Une déclaration qui pourrait irriter les sankaristes. Lors de sa dernière sortie médiatique à Ouagadougou, Ibrahim Traoré a tenu des propos vrais mais peu gentils sur le guide de la première révolution burkinabè. Dans un discours relayé sur les réseaux sociaux, le chef de l’État burkinabè revient sur les circonstances de son arrivée au pouvoir et fait la différence entre Thomas Sankara et lui sur la manière dont ils ont pris chacun.
« Je vous dirai une chose, que ce soit clair dans la tête de tout un chacun. Le contexte que nous vivons, ce n’est pas le contexte de 1987. Que ce soit clair. Moi, je n’étais pas en prison, et que quelqu’un vienne me chercher en prison pour me mettre au pouvoir, comme ce fut le cas avec Conseil national de la révolution (CNR), ce n’est pas notre histoire. Oui, Sankara était en prison. Ils sont venus le libérer et l’ont mis au pouvoir.

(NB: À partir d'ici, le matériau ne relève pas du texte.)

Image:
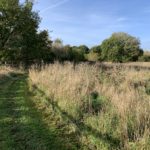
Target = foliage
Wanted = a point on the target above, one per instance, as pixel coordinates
(20, 41)
(121, 47)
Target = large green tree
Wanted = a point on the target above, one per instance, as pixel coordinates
(20, 41)
(121, 47)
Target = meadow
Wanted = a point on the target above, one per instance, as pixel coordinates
(105, 107)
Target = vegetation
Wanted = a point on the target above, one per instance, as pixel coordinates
(57, 98)
(109, 109)
(121, 47)
(22, 43)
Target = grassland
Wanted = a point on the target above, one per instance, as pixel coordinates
(68, 107)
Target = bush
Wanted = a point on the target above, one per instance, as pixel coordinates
(121, 47)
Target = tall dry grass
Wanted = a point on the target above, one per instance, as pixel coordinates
(122, 88)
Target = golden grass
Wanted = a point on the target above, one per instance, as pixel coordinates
(123, 87)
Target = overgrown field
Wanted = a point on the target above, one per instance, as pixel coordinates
(73, 107)
(106, 108)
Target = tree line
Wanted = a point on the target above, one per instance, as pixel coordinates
(21, 42)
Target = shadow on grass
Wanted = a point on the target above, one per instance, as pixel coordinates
(106, 138)
(21, 123)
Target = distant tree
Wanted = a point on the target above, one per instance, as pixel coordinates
(121, 47)
(84, 49)
(18, 31)
(96, 49)
(44, 45)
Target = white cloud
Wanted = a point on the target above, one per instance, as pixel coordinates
(54, 5)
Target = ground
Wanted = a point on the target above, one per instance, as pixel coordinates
(25, 123)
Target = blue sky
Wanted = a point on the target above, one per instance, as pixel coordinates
(89, 22)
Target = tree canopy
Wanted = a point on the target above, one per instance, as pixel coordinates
(121, 47)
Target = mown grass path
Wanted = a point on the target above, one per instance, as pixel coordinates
(26, 123)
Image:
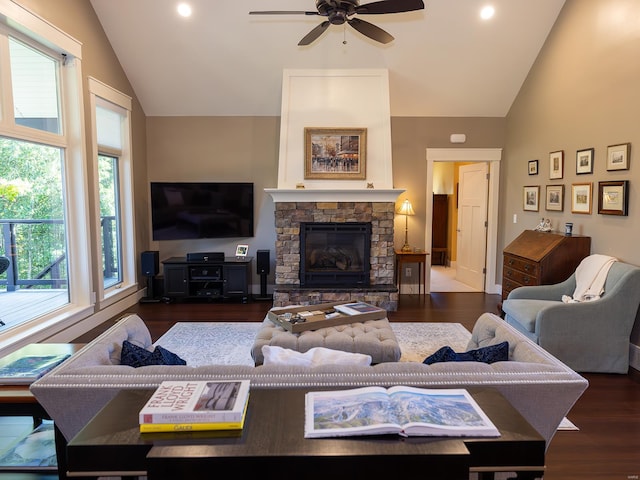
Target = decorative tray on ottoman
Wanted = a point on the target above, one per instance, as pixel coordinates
(311, 317)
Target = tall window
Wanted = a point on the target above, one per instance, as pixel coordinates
(43, 194)
(111, 237)
(111, 120)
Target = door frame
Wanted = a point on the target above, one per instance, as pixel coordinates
(492, 156)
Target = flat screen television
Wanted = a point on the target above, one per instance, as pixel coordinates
(190, 210)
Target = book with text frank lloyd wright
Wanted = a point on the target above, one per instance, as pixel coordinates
(183, 402)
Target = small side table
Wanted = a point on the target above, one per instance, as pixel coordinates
(412, 257)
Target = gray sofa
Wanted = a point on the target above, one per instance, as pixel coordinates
(541, 387)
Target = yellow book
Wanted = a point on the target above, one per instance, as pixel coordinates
(195, 426)
(193, 401)
(188, 427)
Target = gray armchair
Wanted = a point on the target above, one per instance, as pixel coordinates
(588, 336)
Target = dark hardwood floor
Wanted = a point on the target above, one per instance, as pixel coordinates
(607, 446)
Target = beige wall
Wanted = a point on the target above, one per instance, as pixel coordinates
(582, 92)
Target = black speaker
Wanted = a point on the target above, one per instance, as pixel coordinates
(150, 263)
(262, 261)
(263, 267)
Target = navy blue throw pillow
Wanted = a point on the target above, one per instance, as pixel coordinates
(135, 356)
(490, 354)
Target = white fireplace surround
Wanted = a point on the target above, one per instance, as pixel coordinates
(351, 98)
(333, 195)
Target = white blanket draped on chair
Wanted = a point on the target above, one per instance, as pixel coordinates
(591, 275)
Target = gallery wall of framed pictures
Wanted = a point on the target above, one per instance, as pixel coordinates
(612, 194)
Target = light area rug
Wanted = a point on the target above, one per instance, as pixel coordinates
(35, 450)
(229, 343)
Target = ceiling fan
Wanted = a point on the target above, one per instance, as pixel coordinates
(339, 12)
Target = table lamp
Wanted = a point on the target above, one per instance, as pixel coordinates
(406, 209)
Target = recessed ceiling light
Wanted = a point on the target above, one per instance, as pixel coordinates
(487, 12)
(184, 9)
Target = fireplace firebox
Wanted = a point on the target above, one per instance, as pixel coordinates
(335, 254)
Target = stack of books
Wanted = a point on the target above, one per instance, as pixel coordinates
(178, 406)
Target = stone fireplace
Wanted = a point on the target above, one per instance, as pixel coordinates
(335, 254)
(348, 98)
(377, 217)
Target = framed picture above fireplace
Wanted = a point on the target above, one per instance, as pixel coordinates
(335, 153)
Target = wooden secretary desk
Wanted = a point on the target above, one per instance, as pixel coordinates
(542, 258)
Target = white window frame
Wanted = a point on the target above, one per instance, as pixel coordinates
(106, 96)
(29, 27)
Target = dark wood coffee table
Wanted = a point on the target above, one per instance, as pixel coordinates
(273, 438)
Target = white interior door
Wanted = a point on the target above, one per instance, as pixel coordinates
(472, 224)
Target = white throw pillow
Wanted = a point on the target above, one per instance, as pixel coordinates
(274, 355)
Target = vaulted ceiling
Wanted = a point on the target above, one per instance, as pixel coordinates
(221, 61)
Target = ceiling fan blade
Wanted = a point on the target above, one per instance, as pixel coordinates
(390, 6)
(283, 12)
(314, 34)
(370, 30)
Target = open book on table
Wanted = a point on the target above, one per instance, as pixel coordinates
(406, 411)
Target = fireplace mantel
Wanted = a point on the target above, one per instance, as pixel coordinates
(333, 195)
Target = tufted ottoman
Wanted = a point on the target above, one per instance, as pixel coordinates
(373, 337)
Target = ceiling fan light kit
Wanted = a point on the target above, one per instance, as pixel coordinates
(339, 12)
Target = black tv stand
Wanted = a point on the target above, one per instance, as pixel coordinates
(213, 280)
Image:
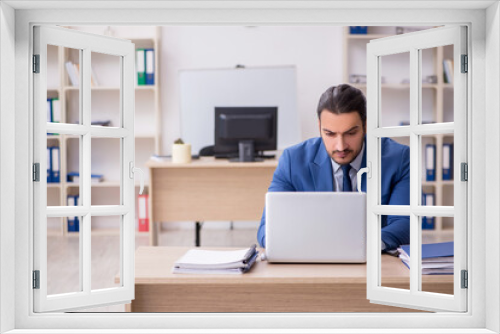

C’est normal qu’on parle peut-être de numéro 1, de numéro 2, je ne sais quoi. Ce n’est pas notre contexte. Moi, quand je suis parti avec mes hommes, j’étais en tête. Il n’y avait pas un seul soldat devant moi.Donc, ce n’est pas la même chose. Ce n’est pas que je suis venu à Ouagadougou m’asseoir, me cacher dans une villa, et dire aux gars : « Allez-y faire », puis le soir me bomber la poitrine devant la RTB. Ce n’est pas comme ça.
Quand la 14,5 a tourné, j’étais à moins de 100 mètres, et j’étais la première victime. Donc, évitez de faire l’amalgame. Il n’y a ni numéro 1, ni numéro 2,il n’y a pas deux capitaines dans un bateau. C’est clair, c’est net. Si maintenant, par vos communications, vos voix, vous croyez que quelqu’un est fort, vous allez créer des problèmes à cette personne. Vous assumerez ensemble les conséquences de vos problèmes, et ce sera clair.
Autre chose : tous ceux qui travaillent avec moi connaissent ma ligne de conduite.
J’ai une mission. Eux tous suivent cette mission. C’est pour ça que nous sommes là.
Si quelqu’un me trahit, je vais le mater sans état d’âme ».